Three-layer privacy on the receipt¶
The DelegatedSigningReceipt uses selective disclosure to support
different audit levels:
| Layer | Who can see | What's visible |
|---|---|---|
| Public | Anyone | CRSet entry exists, transaction hash on-chain |
| Authorized audit | Regulator / marketplace | Transaction details (asset, price, marketplace DID) |
| Full compliance | Court order / internal | Employee identity (name, email, employer) |
Presentation Scenarios¶
Company presents to a verifier¶
The company bundles all four credentials into a single
VerifiablePresentation:
graph LR
VP[Verifiable Presentation]
VP --> LP[gx:LegalPerson<br/>Entity data]

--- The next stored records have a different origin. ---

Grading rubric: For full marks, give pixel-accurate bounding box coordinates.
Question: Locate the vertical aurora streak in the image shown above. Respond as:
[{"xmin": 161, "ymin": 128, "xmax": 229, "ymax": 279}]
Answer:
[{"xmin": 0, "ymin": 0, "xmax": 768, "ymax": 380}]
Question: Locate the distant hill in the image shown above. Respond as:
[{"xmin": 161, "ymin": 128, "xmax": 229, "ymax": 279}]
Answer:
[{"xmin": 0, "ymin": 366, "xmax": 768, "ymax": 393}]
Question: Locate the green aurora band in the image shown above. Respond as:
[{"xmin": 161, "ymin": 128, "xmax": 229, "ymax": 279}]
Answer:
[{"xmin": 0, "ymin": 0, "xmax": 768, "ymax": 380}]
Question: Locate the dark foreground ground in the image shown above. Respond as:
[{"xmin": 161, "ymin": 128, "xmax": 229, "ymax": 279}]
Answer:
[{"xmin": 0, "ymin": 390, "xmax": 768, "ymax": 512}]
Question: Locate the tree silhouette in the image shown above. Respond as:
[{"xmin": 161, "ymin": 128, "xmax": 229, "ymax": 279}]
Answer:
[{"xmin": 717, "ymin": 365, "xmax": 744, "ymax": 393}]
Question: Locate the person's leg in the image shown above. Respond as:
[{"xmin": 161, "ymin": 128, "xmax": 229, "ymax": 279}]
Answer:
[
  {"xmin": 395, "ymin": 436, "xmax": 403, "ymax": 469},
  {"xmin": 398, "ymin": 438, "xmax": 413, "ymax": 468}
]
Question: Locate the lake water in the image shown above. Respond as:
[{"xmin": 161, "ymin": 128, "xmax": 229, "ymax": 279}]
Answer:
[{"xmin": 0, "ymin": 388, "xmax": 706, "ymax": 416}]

VP --> VAT[gx:VatID<br/>VAT verified]
VP --> TC[gx:Issuer<br/>T&C hash]
VP --> HC[harbour.gx:LegalPersonCredential<br/>Compliance stamp]

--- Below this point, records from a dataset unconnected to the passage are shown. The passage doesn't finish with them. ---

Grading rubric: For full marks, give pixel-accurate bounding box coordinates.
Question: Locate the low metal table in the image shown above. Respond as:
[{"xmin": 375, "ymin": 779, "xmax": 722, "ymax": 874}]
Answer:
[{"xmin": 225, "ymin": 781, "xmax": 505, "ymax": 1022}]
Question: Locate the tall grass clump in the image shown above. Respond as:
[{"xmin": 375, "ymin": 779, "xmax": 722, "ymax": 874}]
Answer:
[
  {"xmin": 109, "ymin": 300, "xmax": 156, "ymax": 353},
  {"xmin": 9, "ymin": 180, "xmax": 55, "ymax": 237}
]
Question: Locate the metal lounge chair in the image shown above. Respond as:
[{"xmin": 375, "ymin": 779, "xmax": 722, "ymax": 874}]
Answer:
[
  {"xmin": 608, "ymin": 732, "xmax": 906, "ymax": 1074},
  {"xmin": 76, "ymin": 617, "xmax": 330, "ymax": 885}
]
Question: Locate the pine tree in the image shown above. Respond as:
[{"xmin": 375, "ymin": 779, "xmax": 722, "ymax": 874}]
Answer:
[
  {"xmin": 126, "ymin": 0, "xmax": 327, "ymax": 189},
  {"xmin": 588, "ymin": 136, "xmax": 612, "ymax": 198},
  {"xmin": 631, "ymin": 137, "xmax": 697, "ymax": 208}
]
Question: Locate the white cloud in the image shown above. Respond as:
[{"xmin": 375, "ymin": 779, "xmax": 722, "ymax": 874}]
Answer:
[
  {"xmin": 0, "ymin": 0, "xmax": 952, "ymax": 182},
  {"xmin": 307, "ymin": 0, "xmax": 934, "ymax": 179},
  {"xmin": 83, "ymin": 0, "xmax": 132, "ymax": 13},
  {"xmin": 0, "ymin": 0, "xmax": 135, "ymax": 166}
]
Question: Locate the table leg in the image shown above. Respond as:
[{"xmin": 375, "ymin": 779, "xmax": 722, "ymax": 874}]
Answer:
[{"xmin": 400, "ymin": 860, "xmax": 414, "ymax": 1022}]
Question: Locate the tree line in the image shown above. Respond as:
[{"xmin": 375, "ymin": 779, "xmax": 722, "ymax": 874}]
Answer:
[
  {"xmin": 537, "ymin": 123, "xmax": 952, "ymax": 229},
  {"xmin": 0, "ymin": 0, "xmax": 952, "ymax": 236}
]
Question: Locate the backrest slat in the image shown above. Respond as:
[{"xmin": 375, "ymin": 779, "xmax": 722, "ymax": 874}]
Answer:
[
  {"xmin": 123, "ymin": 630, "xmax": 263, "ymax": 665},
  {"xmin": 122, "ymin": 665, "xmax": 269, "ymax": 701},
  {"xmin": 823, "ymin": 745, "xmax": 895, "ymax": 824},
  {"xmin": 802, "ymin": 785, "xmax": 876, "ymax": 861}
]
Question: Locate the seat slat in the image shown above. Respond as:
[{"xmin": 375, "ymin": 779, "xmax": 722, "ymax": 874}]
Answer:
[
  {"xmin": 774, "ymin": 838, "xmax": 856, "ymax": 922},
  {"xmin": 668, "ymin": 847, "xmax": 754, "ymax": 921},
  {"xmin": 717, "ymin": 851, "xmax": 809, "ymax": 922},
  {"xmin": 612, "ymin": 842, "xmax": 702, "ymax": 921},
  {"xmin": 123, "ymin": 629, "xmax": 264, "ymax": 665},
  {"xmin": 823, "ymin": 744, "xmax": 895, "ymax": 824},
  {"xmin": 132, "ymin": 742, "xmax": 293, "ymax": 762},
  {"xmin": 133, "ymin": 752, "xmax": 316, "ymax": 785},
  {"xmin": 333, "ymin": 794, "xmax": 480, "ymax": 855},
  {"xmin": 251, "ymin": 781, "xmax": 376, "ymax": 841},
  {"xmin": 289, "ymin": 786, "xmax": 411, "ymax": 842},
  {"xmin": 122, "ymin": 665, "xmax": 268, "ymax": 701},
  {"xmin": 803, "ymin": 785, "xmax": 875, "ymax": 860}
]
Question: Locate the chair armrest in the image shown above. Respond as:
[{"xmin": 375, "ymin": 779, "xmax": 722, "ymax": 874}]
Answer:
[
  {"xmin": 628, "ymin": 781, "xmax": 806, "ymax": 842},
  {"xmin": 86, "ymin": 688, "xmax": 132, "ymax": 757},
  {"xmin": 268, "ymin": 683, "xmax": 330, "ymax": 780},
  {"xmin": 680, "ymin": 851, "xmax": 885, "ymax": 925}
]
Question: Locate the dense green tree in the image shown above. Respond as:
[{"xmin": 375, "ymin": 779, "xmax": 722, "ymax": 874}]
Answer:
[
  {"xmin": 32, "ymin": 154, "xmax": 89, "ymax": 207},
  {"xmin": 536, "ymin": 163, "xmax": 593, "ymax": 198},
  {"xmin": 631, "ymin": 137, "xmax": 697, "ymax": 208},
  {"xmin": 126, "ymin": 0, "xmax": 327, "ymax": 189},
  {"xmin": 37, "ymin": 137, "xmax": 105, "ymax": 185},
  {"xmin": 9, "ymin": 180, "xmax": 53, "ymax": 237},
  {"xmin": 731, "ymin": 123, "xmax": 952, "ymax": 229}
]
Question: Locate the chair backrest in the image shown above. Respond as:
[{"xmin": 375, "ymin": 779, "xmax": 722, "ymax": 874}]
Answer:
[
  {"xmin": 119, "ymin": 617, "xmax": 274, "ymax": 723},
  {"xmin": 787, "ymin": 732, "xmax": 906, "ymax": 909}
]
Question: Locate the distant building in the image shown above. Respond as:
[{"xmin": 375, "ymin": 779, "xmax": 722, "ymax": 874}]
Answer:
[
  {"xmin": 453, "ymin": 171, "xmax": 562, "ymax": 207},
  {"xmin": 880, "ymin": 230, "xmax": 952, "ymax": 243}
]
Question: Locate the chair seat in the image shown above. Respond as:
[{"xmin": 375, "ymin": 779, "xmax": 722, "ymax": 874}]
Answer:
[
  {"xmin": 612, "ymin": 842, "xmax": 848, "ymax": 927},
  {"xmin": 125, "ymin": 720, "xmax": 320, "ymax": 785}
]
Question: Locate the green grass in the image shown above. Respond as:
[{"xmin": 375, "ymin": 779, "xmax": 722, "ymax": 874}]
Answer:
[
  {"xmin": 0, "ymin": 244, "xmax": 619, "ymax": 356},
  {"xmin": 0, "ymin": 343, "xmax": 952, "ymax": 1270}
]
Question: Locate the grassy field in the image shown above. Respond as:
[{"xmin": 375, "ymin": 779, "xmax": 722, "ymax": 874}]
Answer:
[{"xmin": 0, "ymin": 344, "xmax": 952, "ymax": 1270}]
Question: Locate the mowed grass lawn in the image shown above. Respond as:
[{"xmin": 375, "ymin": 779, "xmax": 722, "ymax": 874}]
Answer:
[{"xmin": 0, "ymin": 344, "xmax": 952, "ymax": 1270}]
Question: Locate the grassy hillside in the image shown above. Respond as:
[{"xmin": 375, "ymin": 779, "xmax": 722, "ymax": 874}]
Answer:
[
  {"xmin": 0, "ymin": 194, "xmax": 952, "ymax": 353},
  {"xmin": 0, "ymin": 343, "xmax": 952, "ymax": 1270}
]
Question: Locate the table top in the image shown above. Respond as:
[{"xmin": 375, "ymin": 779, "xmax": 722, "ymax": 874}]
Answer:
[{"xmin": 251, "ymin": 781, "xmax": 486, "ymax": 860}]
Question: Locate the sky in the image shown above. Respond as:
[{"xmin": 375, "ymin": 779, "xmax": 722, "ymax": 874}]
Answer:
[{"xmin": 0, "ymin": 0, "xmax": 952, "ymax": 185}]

style HC fill:#2d6,stroke:#1a4,color:#fff
style VP fill:#36a,stroke:#258,color:#fffA verifier checks:
LegalPersonCredentialsigned by Haven? → Trusted issuer- SRI hashes match the three GX VCs? → Integrity verified
labelLevel= SC? → Gaia-X compliant- CRSet entry not revoked? → Still valid
- Evidence VP from Trust Anchor? → Authorization chain intact
Employee presents to a service¶
The employee selectively discloses only what's needed:
| Scenario | Disclosed fields | Hidden fields |
|---|---|---|
| Marketplace login | memberOf (employer) |
name, email, address |
| KYC check | name, email, memberOf |
address |
| Full identification | All fields | (nothing) |
Credential Count Summary¶
| Role | Onboarding credentials | Per transaction | Wallet total (after 5 txns) |
|---|---|---|---|
| Company | 4 (3 GX + 1 harbour) | 0 | 4 |
| Employee | 1 | +1 receipt each | 6 |
Scaling consideration
Transaction receipts accumulate. A wallet app should archive older receipts or support pagination. The receipts themselves are small (single JWT) — storage is not a concern, but UX presentation is.
Automation Summary¶
| Step | Manual (👤) | Automated (⚙️) | Why automated? |
|---|---|---|---|
| Company data entry | 👤 Form | — | Only the company knows its data |
| VAT verification | — | ⚙️ VIES API | Deterministic lookup, no human judgment |
| GX VC creation | — | ⚙️ Haven builds 3 VCs | Standard format, no decisions needed |
| Trust Anchor auth | — | ⚙️ TA presents VP | Pre-configured trust relationship |
| Compliance credential | — | ⚙️ Haven issues | Rule-based: 3 VCs present + valid → issue |
| Employee data entry | 👤 Confirm details | — | Only the employee knows their data |
| Employer approval | 👤 Admin panel | — | Business decision |
| Employee credential | — | ⚙️ Haven issues | Employer VP valid → issue |
| Transaction review | 👤 Approve in wallet | — | Must be explicit user consent |
| Blockchain execution | — | ⚙️ Haven executes | Technical step, consent already given |
| Receipt issuance | — | ⚙️ Haven issues | Automatic after successful execution |
Bottom line: The user makes 3 decisions (enter data, approve employee, approve transaction). Everything else is automated.